LONDON – Greece needs an agreement now with its creditors (the so-called troika comprising the International Monetary Fund, the European Commission, and the European Central Bank). Yet all parties are pursuing a disastrous “extend-and-pretend” strategy with a narrow focus on fiscal issues and pensions. In fact, rumors are now emerging that the Greek administration and the troika are considering yet another extension of an agreement that was supposed to end last year.
At the core of the Greek crisis are structural problems: a dysfunctional public administration, oligopolistic product markets, ludicrous regulatory burdens, bureaucratic red tape, and an absurdly slow judicial system. Without a clear strategy to address them, any agreement will lack credibility.
But if this is true – and many seem to believe it is – the current strategy is bound to fail for two reasons. First, any comprehensive package of structural reforms can be implemented only if austerity is relaxed. Second, an extension would prolong the sense of uncertainty that has so far jeopardized Greece’s recovery.

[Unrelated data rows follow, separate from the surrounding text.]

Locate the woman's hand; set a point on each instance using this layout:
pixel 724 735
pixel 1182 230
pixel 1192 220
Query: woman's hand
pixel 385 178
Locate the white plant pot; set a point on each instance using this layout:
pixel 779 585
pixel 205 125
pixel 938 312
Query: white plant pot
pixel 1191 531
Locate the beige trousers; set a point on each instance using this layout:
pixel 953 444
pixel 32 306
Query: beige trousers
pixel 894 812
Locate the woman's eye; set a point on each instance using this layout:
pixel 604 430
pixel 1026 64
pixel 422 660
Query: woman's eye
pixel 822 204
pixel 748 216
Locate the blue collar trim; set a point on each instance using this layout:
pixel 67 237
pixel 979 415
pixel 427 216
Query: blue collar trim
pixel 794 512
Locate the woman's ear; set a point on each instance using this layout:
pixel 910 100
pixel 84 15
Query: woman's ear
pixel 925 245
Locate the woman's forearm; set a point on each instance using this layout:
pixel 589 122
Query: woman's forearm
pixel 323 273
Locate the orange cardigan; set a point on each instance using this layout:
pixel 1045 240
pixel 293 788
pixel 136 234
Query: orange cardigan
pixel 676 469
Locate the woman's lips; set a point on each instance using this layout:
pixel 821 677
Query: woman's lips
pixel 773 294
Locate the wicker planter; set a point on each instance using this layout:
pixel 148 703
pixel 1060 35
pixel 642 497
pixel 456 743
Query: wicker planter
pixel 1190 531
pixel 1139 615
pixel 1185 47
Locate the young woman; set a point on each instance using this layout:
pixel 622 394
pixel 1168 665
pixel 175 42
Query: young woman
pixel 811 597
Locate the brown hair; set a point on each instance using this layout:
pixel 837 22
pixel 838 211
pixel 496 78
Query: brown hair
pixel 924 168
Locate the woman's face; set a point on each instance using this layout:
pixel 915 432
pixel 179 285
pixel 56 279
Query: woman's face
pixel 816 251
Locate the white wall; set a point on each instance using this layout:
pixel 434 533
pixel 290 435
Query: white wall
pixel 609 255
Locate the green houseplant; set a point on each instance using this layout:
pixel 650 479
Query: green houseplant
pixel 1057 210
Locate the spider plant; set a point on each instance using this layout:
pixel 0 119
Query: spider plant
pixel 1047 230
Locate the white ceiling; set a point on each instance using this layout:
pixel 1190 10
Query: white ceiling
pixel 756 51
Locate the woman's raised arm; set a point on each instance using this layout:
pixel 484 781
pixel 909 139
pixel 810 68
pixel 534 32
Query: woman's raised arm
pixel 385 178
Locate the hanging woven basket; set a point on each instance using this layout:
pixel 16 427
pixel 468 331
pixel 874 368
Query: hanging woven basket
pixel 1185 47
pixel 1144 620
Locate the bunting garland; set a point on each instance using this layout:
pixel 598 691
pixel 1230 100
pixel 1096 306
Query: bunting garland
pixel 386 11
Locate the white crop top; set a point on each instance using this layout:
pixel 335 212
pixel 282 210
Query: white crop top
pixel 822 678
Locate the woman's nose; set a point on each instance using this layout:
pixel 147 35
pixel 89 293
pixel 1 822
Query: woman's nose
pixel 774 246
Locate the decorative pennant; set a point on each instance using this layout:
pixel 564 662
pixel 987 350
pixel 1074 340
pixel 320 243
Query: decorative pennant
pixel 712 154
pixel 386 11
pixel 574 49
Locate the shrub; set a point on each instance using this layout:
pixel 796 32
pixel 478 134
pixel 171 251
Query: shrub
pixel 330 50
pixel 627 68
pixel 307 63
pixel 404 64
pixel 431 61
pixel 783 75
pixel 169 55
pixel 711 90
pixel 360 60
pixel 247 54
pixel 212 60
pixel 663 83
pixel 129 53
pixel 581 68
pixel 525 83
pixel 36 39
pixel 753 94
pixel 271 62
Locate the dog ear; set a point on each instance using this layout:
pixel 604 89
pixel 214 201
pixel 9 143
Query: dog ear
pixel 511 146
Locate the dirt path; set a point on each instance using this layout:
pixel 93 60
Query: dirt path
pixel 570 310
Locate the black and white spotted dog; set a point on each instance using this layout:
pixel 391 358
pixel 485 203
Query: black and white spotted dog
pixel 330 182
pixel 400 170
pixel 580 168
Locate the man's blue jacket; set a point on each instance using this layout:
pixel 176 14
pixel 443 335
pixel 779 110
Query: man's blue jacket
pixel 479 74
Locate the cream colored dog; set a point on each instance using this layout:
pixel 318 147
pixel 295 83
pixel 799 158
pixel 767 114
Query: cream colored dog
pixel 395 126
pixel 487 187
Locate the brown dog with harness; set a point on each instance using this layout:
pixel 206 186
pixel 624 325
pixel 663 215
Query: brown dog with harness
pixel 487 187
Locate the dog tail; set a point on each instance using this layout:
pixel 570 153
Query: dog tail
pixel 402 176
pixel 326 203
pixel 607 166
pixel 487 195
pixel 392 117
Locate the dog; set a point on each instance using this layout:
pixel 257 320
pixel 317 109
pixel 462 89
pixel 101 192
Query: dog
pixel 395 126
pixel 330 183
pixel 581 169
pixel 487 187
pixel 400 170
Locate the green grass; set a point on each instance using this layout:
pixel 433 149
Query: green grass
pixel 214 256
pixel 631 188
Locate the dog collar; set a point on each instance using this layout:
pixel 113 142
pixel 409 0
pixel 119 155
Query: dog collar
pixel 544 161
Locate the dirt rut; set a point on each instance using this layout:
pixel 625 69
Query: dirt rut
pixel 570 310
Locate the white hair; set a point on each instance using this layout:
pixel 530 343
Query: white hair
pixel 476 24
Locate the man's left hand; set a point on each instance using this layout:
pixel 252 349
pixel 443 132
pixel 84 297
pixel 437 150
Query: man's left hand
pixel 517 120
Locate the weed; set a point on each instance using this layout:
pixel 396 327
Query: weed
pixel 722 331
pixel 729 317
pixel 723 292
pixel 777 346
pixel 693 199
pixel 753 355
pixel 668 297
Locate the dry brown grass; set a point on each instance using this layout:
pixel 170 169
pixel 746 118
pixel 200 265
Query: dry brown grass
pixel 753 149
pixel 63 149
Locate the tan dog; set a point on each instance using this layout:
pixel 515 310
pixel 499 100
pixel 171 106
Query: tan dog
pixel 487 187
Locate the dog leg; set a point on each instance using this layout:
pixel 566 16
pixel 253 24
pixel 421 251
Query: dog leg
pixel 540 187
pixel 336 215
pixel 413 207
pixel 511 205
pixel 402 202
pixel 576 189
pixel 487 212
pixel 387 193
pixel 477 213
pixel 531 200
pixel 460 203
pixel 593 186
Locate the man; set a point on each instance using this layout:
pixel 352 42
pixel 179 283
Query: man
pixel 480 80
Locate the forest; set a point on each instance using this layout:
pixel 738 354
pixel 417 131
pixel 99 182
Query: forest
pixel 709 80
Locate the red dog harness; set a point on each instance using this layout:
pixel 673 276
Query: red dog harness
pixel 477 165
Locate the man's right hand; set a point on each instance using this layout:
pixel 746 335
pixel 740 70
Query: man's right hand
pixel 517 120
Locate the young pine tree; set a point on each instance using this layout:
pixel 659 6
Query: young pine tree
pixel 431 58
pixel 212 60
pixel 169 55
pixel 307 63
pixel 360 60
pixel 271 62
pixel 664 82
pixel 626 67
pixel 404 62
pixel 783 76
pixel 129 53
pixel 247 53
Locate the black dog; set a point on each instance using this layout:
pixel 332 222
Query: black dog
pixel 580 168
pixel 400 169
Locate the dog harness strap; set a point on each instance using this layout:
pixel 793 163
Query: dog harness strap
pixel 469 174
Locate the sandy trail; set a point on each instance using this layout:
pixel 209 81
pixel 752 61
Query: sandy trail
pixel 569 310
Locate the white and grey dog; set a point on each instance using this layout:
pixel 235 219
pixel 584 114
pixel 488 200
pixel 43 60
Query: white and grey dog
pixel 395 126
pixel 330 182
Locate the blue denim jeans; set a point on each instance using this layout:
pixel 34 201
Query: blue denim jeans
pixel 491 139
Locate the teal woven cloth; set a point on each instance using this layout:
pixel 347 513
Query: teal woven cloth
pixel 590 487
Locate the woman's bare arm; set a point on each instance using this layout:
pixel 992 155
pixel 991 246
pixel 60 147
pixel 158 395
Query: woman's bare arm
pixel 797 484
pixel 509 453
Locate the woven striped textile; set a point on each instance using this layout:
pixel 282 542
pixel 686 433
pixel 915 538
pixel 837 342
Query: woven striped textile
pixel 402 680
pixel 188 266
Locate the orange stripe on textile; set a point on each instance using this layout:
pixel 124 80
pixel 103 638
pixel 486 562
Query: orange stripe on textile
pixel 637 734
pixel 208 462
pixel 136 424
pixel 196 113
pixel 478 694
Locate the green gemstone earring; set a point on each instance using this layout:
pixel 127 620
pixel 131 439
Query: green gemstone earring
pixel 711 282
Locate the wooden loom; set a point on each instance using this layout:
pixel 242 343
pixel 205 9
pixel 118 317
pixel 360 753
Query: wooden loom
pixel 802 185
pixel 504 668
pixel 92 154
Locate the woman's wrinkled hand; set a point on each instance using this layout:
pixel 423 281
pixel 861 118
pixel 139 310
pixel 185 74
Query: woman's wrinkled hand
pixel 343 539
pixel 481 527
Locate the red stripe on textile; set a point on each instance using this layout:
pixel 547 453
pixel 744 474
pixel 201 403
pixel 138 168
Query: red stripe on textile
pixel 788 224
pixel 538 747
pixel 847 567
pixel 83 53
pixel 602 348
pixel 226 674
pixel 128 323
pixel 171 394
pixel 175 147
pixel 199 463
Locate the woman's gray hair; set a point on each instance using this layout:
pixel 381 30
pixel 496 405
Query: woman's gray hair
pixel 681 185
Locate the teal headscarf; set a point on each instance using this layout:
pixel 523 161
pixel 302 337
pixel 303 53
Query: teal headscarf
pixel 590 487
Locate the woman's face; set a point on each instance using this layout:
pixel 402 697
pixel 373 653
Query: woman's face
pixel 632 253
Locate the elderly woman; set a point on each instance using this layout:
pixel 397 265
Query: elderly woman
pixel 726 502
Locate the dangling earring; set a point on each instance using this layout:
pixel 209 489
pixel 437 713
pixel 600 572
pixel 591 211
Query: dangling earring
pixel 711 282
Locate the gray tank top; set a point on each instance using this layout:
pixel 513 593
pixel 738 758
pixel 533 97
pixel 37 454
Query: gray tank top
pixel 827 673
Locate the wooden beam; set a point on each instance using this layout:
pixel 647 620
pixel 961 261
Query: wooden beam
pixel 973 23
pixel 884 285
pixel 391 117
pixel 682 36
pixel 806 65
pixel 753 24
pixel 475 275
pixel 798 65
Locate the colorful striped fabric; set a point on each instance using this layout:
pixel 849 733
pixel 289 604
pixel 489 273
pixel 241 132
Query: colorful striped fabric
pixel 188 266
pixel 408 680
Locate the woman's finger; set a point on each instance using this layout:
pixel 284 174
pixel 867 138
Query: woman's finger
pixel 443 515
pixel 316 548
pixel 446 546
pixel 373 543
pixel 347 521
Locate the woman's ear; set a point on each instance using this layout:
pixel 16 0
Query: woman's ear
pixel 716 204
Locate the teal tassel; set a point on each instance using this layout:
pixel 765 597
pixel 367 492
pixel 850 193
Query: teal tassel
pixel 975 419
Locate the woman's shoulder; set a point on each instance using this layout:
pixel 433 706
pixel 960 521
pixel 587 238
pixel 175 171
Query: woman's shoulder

A credible commitment by Greece to sound macroeconomic policies requires adjusting the troika’s targets to reflect realities. Current negotiations seem to envisage a modest primary budget surplus of 0.8-1% of GDP for 2015. But the best feasible target would be a tiny symbolic surplus for the primary balance (which excludes interest payments on debt) this year, and a gradual increase thereafter to a realistic 1.5-2% of GDP.